Singer Sam Smith regularly posts photos of himself on Instagram, but the one he shared Monday was a little different: In it, the “Stay with Me” singer is wearing an eye patch over a bandage in what appears to be a medical office. “Stye with me,” he captioned the shot.
Smith shared a photo of his (patch-less) swollen eye on Instagram Stories earlier that day and said that he was due to have an operation that he was “fucking scared” about, per People. He followed that up by saying that he was being “super dramatic. It’s like a 15 minute operation.” Pre-surgery, Smith shared on Instagram that he’d “been feeling sorry for myself all day because my fucking eye is in agony and getting worse and worse.”
But post-op, he seemed pretty happy about the whole thing, posting several photos of himself posing in his eye patch to Instagram Stories.
A stye is a painful (and possibly pus-filled) bump along the eyelid caused by an infection of nearby oil glands, the Mayo Clinic explains.
While they typically form on the outside of your eyelid, they can also form on the inside. Along with that red bump on your eyelid, you might also have swelling and pain in the eyelid, and it may cause you to tear up. Another condition that can cause similar symptoms is a chalazion (the two terms are often used interchangeably—and it’s not totally clear which type of bump Smith was dealing with). But, technically, a chalazion occurs when the oil glands become blocked rather than infected.
There are a few things that put you at risk for developing a stye, including touching your eyes with unwashed hands, putting in your contacts without disinfecting them (or your hands) well beforehand, leaving your makeup on overnight, using old or expired makeup, having blepharitis (a chronic inflammation along the edge of your eyelid), or having rosacea, the Mayo Clinic says.
Most styes don’t require surgery unless they aren’t getting better with the usual treatments.
In fact, most styes are so minor that people don’t even go to the doctor for them, Aaron Zimmerman, O.D., an associate professor of clinical optometry at The Ohio State University, tells SELF.
If you start to develop symptoms of a stye, the best thing to do is to put a warm compress over your eyelid for 5 to 10 minutes several times a day and massage your eyelid, the Mayo Clinic says. If you’re dealing with a blocked oil gland, the compress may help melt that oil back into a liquid form so that it will work its way out, Benjamin Bert, M.D., an ophthalmologist at MemorialCare Orange Coast Medical Center in Fountain Valley, Calif., tells SELF.
You want to start with the warm compresses at the first sign of symptom of a stye. “The key is to try to catch it early before it develops into a bigger problem,” Mina Massaro-Giordano, M.D., co-director of the Penn Dry Eye & Ocular Surface Center and a professor of clinical ophthalmology at the University of Pennsylvania, tells SELF. If you wear contacts, you’ll also want to switch to glasses until things clear up; you can get bacteria on your lens that can make the stye worse, the Mayo Clinic says.
If you’re still struggling 48 hours later or if the swelling has moved beyond your eyelid to your cheek or other parts of your face, it’s time to call your doctor.
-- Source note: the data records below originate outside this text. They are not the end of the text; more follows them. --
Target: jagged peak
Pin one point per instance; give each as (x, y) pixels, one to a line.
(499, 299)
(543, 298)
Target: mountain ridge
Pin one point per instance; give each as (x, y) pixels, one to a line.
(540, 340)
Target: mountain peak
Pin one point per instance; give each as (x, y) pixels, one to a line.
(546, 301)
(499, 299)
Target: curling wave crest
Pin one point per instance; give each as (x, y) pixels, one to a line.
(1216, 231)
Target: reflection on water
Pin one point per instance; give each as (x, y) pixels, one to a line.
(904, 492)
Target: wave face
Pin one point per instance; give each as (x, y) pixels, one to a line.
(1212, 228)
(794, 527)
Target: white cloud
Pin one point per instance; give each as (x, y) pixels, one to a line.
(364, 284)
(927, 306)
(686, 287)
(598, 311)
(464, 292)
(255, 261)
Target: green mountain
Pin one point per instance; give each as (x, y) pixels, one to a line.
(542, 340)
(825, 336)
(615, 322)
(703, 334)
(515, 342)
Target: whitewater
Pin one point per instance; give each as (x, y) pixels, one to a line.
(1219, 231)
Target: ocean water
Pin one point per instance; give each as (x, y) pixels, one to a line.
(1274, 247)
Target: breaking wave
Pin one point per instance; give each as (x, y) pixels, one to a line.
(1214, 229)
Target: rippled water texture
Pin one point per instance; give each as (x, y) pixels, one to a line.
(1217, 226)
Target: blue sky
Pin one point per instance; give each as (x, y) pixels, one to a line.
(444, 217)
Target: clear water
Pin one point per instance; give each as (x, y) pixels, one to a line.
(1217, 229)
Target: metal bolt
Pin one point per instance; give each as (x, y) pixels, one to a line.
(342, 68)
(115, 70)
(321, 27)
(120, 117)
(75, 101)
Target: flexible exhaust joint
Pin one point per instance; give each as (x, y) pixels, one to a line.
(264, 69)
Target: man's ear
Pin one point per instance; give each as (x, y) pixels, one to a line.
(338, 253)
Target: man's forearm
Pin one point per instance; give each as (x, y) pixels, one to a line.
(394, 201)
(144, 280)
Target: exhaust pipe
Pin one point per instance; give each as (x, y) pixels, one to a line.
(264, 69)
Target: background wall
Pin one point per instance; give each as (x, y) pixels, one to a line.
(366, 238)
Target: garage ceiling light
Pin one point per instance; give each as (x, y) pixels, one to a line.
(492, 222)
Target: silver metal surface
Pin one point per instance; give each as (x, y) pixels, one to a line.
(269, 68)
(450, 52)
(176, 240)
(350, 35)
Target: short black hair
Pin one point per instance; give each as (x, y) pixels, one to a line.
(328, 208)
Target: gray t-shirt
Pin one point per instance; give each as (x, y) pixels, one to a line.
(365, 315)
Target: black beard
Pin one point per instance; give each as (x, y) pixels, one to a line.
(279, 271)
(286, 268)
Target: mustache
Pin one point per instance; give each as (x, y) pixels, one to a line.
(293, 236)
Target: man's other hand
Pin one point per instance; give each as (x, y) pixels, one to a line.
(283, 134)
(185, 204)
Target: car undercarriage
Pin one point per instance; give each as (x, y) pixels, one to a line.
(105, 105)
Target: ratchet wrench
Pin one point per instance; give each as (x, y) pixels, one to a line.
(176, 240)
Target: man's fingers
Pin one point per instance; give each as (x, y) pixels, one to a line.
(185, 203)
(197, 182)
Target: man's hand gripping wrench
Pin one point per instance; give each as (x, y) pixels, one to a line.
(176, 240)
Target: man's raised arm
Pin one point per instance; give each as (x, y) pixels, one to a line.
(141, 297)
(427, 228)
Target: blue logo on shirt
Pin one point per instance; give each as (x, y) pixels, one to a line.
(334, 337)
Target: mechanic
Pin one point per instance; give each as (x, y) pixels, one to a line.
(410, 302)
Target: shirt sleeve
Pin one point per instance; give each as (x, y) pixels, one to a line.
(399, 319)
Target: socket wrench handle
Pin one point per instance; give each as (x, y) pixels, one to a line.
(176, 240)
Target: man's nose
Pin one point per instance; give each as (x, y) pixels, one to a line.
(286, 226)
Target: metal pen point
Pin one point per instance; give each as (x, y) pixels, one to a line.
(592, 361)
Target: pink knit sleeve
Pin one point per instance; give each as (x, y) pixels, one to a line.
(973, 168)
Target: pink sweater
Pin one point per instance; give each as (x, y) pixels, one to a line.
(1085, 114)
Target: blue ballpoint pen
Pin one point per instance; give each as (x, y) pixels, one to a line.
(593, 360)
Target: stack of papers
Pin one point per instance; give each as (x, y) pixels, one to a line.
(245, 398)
At that point, they’ll likely recommend antibiotic eyedrops or a topical antibiotic cream to apply to your eyelid, the Mayo Clinic says. And, if the stye persists or spreads beyond your eyelid, your doctor may add oral antibiotics to the mix.
If you’ve tried all of that but the stye still doesn’t seem to be getting better, that’s when your doctor may recommend surgery. “Surgery is often performed if the patient is getting worse with increasing signs of infection and/or abscess formation,” Jacqueline R. Carrasco, M.D., attending surgeon at Wills Eye Hospital, tells SELF.
Luckily, this surgery is pretty simple: First, you’ll have an anesthetic injected into your eyelid to numb the area, Dr. Zimmerman says. Then, using a special clamp, your doctor will flip the eyelid over. Then, your doctor will use a scalpel to pierce the stye and remove the contents of the bump with a curette. Finally, your doctor flips the eyelid back over and removes the clamp.
If you do need surgery, most people can expect to be back at work the day, Dr. Carrasco says.
And you might be working an eye patch a la Smith post-op for a day or so afterward. “It may be more comfortable to wear an eye patch, and it keeps things from flying into the eye,” Dr. Massaro-Giordano explains. Your doctor will also likely send you home with topical treatments (like antibiotic drops and a steroid cream) and possibly even oral antibiotics, Dr. Carrasco says. If you’re having any discomfort, acetaminophen (Tylenol) should do the trick, she says.
It may still take a week or two for all of the swelling to go down, but “if it’s a large stye, you can notice significant improvement immediately,” Dr. Bert notes.
Again, it’s not common for someone with a stye to need surgery. But if you’re having eyelid pain and it’s just not getting better after a few days of warm compresses, see your doctor. They should be able to help clear things up.